Пока они брели по коридору Елисей пытался перебрать на память своих знакомых толстяков. Набиралось не так уж и много, поэтому не стал обобщать и напрямую связывать злодейство с толщиной брюха. Но все-таки бегемотоподобный зад Есипова, колыхавшийся впереди, вызывал у него только раздражение.
На лифте они спустились на два этажа ниже, доползли до ресторана. Есипов уверенно завернул в затемненный угол и повалился в широкое кресло, видимо, специально для него стоящее у стены, за крайним столиком. Он махнул официанту, и его лицо радостно оживилось.

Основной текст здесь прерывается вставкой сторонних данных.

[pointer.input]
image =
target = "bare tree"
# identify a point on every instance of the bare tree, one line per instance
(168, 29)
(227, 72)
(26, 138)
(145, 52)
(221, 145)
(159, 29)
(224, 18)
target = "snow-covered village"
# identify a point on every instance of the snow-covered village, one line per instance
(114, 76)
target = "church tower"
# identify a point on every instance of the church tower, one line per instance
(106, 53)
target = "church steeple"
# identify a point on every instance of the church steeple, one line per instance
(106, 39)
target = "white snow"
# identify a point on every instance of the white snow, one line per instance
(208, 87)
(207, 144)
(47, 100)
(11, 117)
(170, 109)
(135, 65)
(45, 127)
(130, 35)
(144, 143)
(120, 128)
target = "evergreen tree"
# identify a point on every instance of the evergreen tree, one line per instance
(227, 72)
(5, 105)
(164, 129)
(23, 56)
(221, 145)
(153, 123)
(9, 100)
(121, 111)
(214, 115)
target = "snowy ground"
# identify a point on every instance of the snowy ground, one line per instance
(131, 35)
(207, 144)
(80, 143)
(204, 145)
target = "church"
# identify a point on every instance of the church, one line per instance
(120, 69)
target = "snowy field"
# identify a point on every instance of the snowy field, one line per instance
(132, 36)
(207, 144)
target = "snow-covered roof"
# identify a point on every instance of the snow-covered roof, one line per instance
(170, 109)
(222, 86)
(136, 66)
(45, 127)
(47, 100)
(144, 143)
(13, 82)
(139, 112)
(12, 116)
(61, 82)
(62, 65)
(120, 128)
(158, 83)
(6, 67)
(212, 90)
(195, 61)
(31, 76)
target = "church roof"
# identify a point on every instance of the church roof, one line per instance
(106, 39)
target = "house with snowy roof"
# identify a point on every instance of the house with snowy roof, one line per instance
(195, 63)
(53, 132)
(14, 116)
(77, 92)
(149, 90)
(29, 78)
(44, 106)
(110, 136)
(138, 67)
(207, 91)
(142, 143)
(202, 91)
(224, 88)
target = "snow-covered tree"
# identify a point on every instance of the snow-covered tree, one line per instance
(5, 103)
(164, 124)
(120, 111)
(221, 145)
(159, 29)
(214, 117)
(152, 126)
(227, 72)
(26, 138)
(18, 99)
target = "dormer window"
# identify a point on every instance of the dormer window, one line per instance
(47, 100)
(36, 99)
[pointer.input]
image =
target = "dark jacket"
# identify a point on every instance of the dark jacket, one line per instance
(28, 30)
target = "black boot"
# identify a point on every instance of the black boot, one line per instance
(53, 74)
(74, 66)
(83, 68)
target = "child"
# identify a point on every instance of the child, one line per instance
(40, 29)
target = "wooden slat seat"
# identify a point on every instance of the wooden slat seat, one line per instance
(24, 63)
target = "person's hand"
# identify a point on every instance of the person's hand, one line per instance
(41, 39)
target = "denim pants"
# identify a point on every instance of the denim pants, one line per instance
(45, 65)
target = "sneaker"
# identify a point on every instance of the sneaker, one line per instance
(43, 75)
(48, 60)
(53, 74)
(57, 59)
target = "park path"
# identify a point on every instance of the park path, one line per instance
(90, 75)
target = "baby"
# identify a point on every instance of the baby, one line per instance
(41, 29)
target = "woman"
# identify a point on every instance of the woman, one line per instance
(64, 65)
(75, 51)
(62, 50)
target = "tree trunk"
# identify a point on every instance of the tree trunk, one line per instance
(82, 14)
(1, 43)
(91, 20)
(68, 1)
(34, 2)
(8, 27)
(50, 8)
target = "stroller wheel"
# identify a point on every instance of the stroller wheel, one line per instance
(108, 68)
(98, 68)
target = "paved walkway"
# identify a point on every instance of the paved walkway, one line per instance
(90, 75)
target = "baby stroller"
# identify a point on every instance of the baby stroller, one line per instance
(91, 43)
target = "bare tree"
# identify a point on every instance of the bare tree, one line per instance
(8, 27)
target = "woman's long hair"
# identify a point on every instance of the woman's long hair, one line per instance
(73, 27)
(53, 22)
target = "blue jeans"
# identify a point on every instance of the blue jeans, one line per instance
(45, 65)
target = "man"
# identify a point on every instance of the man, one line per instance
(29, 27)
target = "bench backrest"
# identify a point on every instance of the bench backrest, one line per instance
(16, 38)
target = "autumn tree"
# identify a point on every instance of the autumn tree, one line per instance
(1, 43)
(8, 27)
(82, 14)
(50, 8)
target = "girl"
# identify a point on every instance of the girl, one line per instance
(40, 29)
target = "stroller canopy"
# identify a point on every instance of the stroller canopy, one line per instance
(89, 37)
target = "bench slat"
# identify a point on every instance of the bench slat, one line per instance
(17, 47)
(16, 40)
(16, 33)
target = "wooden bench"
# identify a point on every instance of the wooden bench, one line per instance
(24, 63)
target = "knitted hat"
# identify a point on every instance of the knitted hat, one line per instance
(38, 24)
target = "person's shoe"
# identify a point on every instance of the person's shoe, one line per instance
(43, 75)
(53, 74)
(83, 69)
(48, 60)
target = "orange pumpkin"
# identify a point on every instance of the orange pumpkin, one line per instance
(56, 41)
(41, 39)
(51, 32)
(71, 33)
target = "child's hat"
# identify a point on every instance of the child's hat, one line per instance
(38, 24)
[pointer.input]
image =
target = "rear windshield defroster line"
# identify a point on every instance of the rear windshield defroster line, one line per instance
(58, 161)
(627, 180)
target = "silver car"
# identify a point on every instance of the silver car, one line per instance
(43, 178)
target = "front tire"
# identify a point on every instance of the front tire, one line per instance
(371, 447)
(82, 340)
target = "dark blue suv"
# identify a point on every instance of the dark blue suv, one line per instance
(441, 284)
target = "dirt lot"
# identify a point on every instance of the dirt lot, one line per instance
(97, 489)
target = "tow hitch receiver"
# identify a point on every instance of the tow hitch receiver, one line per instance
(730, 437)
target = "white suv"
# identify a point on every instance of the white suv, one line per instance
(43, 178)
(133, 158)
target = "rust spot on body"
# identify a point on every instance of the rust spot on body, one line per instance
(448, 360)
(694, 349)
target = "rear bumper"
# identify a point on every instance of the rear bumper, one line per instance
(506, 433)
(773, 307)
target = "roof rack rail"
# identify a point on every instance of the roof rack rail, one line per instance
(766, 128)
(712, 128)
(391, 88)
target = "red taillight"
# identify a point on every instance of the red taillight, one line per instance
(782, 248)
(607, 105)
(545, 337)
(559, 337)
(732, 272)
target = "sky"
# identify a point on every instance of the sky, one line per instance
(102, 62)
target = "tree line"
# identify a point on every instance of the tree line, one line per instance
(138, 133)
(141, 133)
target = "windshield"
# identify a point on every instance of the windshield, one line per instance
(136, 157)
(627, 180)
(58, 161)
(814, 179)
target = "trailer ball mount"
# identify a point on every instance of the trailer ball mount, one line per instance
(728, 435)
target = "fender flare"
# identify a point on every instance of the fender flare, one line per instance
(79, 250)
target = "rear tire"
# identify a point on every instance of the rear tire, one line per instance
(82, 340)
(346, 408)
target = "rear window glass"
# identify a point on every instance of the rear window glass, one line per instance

– Сейчас перекусим немного, – нос его потянулся в сторону кухни, откуда сочились раздражающие аппетитные запахи. Он крякнул оживленно и только спустя секунды глянул в упор на Елисея, его глубоко вдавленные глаза сузились и замерли, словно выискивая отклик. – Все не можешь забыть? Может, рассудить – так глупость детская? Уже двадцать лет прошло! – Он закатил глаза и покачал головой. – Неужели это все с нами было? – Снова вонзился глазами в Елисея. – Не пробовал итоги подбивать?
– Зачем я тебе нужен? – Это были первые слова, которые Елисей сказал ему за эти самые двадцать лет.
– Тебе начальство разве не доложило?
– Говорили, а все-таки?..
– Глупости все, мелочи. – Он еще сильнее надвинулся на стол. – А, может, покаяться хочу, грехи замолить, а?..
– Почему я? У тебя исповедников достаточно было.
– Издеваешься… А ты не отталкивай, Елисеюшка. Страшно мне!
Только сейчас Елисей заметил, что лицо у него нешуточно бледное, на лбу и под носом высыпали капли пота.
– Прямо здесь? – спросил Елисей, удивленный его видом и просьбой.
– А где? В конторе или в «Жигулях» моих? В троллейбусе… где? В церковь переться, так стыдно будет, да и передумаю по дороге. Они ведь такие же чиновники, такая же контора… шоу-бизнес, – с присвистом прошипел он. – Там мои грехи не замолить.
– Почему я? – изумление Елисея не проходило.
– Ты! – горячо выпалил он, брызгая слюной. – Именно ты… Я не случайно, я думал. На тебе ведь карьеру я начал. Ну, понимаешь? – Он глянул заискивающе, ждал.